Table of Contents

Long-Term Maintenance

About

This page is my own experience and thoughts on creating designs that are meant to be maintained long-term. This primarily applies to automation installations. Some things are designed to be temporary, but if you are trying to design something that is a large capital investment you need to keep maintenance in mind.

Documentation

While designing and building something, it is important to create detailed documentation not only on how a project is designed and built, but also of the design decisions and compromises. The goal is not just to provide the “how” it works but also “why” it works. Often the hardest part of maintaining things you did not personally design is not just figuring out where a wire connects. The most difficult thing to understand is how the person who designed it was thinking about the problem. This becomes important because sometimes the solution you come up with breaks the logic of the system.

Hardware

Hardware designs should always use as many consumer off the shelf (COTS) components as possible. It is almost always cheaper to buy a preexisting item than to create it from scratch. Unless your custom item solves some specific problem not already solved by a COTS part, it is the wrong choice. This is a problem I frequently fall into. It is more interesting and more fun to design your own than it is to flip through a catalogue, but it is way more expensive. Unless recreating the part is supposed to be a learning experience, just use the existing part.

Another important component of hardware selection is standardization. It is tempting to buy a part and just attach it to your machine somewhere, but that is why the DIN rail standard exists. If a DIN rail version of a component exists, use that and mount it to a rail. Similar to not re-creating a part, do not recreate mounting solutions. This has the added benefit of making your machine more modular. If that specific component is no longer made, there is a good chance someone else is making an equivalent part that is also DIN mountable. Then retrofitting that part is as easy as un-clipping the old one and slotting in the new one.

Building on this idea, it is best to not only specify a part in your design, but to also specify the qualities. If you spec a relay and another one could be used, include the details necessary to find the alternate part. Virtually all 24v relays with sufficient amperage and voltage ratings are interchangeable. This is true of most parts on your machine. Being manufacturer agnostic is good design.

If you have to use a part that may not have a direct replacement in the future, design a separate mount. My most common use of this is for robot mounts. Each robot tends to have a proprietary mounting system. I could just design the table to accept that robot directly, but in the future is a robot with the same footprint isn't available it is going to be a pain to take the entire table surface off and machine the new footprint into it. It is better to design an adapter plate with a standard bolt configuration to mount to the table. Remaking a 1“ thick by 6” wide riser is going to be easier and cheaper than re-machining a 3ft square table surface. Combining that idea with the previous, you can often just buy standard robot mounts from another company who has set a standard.

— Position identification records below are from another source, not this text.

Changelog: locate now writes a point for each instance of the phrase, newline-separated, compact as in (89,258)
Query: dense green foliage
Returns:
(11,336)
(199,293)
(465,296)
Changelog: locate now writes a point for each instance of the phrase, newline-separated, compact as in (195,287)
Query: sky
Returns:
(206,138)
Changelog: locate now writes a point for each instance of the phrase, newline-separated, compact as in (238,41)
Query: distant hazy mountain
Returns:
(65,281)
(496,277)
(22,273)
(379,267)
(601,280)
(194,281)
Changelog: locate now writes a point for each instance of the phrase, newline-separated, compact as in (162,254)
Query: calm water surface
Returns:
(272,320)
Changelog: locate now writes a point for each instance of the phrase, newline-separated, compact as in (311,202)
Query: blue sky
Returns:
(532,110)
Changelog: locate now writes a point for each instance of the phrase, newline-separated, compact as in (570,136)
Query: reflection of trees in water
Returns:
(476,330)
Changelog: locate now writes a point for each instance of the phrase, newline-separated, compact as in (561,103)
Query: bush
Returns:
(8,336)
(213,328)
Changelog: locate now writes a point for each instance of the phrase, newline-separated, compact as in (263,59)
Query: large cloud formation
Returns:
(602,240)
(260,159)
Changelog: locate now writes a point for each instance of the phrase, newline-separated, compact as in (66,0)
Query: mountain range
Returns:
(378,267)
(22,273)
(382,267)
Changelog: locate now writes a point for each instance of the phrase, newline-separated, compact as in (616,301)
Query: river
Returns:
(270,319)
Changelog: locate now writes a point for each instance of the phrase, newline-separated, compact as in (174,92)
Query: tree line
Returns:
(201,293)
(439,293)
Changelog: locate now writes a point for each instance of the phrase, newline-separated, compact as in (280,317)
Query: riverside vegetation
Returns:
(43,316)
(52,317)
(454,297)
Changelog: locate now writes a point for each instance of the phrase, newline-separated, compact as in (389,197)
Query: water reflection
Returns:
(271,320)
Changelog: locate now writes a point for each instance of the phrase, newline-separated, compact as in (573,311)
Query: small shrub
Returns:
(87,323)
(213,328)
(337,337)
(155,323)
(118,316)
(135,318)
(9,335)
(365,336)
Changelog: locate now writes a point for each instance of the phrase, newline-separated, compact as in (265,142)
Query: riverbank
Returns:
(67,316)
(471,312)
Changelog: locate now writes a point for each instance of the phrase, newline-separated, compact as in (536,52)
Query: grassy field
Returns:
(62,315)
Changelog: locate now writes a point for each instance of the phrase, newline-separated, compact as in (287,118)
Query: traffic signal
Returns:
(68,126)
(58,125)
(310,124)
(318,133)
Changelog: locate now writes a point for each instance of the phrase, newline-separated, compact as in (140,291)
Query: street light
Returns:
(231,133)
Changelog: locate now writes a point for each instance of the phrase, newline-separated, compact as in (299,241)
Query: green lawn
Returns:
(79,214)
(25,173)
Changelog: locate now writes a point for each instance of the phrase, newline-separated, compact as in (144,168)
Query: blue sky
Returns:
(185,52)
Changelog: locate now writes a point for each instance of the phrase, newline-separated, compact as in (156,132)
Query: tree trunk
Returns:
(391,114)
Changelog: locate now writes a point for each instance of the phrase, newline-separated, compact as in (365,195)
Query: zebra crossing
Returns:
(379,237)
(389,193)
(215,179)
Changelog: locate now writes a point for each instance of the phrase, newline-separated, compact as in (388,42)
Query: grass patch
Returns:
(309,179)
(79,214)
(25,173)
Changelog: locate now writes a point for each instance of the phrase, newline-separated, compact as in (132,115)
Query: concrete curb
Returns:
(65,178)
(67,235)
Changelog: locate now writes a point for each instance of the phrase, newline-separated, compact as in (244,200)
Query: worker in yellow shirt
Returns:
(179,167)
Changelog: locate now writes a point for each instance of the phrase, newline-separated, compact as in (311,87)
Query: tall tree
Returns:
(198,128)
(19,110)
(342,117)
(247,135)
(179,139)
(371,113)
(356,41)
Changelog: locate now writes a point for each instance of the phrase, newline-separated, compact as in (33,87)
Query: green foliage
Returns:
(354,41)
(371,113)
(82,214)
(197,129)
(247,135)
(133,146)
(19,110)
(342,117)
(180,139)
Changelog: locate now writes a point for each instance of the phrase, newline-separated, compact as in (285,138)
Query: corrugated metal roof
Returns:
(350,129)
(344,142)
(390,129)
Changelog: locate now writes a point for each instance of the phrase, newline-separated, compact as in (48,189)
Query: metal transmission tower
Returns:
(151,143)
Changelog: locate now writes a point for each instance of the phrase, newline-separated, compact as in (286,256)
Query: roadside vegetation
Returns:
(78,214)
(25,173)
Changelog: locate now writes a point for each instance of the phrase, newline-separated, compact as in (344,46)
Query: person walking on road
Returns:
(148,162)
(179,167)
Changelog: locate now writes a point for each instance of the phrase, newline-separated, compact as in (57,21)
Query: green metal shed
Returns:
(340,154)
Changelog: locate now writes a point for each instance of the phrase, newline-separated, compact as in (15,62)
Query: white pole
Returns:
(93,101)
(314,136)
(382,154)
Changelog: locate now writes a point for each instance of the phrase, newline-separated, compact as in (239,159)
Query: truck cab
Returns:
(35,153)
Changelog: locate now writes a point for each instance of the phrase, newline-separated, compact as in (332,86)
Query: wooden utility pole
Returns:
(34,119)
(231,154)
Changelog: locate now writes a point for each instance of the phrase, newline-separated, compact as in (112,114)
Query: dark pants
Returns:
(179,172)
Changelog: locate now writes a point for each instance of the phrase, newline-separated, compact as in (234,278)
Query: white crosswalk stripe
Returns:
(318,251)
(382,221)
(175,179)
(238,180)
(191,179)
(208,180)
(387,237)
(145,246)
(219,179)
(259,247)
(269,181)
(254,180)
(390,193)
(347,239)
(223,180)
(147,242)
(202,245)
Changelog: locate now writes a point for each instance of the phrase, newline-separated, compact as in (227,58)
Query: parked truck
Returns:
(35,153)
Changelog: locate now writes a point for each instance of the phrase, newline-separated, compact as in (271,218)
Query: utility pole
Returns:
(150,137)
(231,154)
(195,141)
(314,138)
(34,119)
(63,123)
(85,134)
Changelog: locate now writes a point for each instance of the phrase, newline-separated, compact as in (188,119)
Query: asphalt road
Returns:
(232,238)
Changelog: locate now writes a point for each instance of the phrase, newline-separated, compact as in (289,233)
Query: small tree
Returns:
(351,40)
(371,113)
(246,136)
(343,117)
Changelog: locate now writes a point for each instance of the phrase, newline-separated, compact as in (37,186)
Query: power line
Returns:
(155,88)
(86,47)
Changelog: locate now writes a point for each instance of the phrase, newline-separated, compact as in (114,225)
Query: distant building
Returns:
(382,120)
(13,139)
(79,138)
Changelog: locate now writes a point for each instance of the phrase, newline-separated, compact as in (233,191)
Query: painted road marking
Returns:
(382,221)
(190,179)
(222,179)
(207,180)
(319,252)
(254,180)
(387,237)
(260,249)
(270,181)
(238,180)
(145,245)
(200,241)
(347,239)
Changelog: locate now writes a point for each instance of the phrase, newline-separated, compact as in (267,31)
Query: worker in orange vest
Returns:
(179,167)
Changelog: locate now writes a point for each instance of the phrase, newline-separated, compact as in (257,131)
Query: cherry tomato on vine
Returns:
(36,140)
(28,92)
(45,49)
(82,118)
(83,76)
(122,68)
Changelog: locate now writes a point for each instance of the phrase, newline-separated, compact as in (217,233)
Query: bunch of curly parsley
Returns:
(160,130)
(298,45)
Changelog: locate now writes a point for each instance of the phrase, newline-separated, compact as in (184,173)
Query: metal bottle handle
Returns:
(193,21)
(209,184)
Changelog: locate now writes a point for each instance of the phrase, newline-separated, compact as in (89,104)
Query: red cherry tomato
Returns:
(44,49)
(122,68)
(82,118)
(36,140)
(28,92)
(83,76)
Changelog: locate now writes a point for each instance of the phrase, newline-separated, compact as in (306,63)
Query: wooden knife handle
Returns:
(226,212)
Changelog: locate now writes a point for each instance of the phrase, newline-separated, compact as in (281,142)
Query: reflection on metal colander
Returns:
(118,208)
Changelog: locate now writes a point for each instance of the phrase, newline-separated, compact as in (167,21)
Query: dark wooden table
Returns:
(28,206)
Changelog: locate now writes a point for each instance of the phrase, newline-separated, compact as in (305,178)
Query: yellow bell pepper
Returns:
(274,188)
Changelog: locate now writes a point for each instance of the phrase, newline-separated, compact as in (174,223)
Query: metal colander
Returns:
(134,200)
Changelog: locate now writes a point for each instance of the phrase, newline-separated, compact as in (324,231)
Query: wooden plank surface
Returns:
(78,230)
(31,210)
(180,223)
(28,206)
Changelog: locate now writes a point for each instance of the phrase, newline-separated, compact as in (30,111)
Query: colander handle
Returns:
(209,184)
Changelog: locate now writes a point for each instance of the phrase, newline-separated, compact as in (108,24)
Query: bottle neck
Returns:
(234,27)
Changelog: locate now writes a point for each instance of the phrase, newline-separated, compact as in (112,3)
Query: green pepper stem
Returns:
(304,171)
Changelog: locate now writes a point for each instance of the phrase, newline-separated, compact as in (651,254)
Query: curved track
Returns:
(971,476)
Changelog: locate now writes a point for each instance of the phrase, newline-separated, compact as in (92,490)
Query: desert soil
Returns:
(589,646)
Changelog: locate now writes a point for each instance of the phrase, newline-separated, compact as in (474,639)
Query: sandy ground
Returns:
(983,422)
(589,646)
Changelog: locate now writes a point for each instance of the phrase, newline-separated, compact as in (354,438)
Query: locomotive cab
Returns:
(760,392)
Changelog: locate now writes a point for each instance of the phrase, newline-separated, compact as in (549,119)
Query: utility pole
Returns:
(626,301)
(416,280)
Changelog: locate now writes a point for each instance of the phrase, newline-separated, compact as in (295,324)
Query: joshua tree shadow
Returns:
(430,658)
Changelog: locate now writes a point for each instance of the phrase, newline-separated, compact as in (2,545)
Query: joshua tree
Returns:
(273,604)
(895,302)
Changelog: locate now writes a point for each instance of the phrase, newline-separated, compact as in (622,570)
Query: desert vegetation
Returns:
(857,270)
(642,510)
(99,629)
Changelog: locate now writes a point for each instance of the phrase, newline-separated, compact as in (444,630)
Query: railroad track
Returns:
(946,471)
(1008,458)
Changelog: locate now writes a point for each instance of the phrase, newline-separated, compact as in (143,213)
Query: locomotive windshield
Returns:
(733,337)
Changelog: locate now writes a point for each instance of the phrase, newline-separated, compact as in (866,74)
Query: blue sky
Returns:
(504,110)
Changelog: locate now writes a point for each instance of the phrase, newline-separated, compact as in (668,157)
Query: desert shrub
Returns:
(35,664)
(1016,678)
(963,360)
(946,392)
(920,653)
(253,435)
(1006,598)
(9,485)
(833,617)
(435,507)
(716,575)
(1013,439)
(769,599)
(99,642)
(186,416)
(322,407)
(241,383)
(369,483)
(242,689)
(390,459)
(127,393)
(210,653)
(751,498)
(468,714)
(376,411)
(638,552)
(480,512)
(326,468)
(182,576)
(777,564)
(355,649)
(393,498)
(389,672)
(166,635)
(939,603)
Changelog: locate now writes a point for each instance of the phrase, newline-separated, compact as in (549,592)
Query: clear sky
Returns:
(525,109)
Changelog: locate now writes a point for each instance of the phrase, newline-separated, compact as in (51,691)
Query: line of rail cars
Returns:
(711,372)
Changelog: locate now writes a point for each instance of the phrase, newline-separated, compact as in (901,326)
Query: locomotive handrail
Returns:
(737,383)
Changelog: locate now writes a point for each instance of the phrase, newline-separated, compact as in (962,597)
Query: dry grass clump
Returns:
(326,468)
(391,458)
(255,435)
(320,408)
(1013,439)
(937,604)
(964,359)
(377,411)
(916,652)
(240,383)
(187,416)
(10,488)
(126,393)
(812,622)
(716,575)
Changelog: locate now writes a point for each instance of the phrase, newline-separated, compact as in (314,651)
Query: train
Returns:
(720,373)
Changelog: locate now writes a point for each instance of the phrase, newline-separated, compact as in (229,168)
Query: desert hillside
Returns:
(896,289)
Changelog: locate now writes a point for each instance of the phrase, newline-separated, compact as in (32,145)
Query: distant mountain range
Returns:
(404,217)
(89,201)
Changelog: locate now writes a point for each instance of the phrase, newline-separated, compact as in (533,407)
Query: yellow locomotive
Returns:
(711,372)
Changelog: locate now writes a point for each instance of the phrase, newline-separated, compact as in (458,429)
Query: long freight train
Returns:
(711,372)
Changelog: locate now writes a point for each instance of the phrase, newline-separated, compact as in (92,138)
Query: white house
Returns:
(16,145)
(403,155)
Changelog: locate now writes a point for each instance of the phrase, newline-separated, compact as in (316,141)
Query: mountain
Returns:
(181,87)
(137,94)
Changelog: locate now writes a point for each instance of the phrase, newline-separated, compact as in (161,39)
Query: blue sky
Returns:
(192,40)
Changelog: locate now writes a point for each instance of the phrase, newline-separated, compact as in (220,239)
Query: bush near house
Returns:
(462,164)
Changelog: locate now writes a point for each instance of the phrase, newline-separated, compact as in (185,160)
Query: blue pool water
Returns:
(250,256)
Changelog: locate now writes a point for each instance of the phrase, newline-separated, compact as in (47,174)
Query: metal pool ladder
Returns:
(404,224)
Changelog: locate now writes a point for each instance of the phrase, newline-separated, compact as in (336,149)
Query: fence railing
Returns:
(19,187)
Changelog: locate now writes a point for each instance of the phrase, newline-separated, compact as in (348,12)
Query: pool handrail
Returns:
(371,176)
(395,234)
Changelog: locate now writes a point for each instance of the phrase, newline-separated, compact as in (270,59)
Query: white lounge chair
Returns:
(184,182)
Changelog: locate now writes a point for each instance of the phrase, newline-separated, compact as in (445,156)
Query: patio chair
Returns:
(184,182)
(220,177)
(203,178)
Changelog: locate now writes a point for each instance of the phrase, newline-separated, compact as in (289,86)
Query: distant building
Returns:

Another important consideration for robots is the interface. A lot of robots including most Cobots have a lot of IO and processing power. It can make them tempting to use as the logic controller for the entire system. I have found this is usually a bad idea. If you need to replace the robot, then you have to redo all of the business logic which increases the time to implement the new robot. It is better to have a PLC that acts as the controller and simply calls the robot for a sub-program. The robot can still be used for simple things, like running gripper pneumatics, but the bulk of the program should be on a PLC. The added benefit of this is that if your integration requires special safety considerations a safety rated PLC can be used. Most robots have some safety rating for themselves, but do not guarantee the safety of the entire system.

Usually sensing should be done for every axis of movement. If you need to open a door, there needs to be a limit switch for both the open and closed position. For vises, having sensing allows you to automatically sense when parts are dropped and continue running the program without needing human intervention unless several drops occur in succession. This makes for automation that runs reliably in a wider range of conditions and allows you to programmatically determine when something needs an operator and what the operator needs to do to restart the program.

Software

As mentioned in the hardware selection section, it is best to use a PLC for control logic and use the robot only for robot logic. The PLC language will be portable across a broader range of equipment if you need to replace one and the ladder can usually be easily transposed if you need to switch vendors. This allows to robot logic to be extremely simple. Keeping most of the sensing on the PLC allows for more of the robot IO to be used to communicate with the PLC which creates simpler communication protocols, sometimes even just setting a single pin high or low. An added benefit of this setup is that it allows a simple control box to be used by an operator to run the machine if the robot is down for maintenance.

When programming a PLC it is important for the program to be deterministic. Every situation should have a known process to follow. To achieve this, it is best to start by outlining all possible states and failure modes.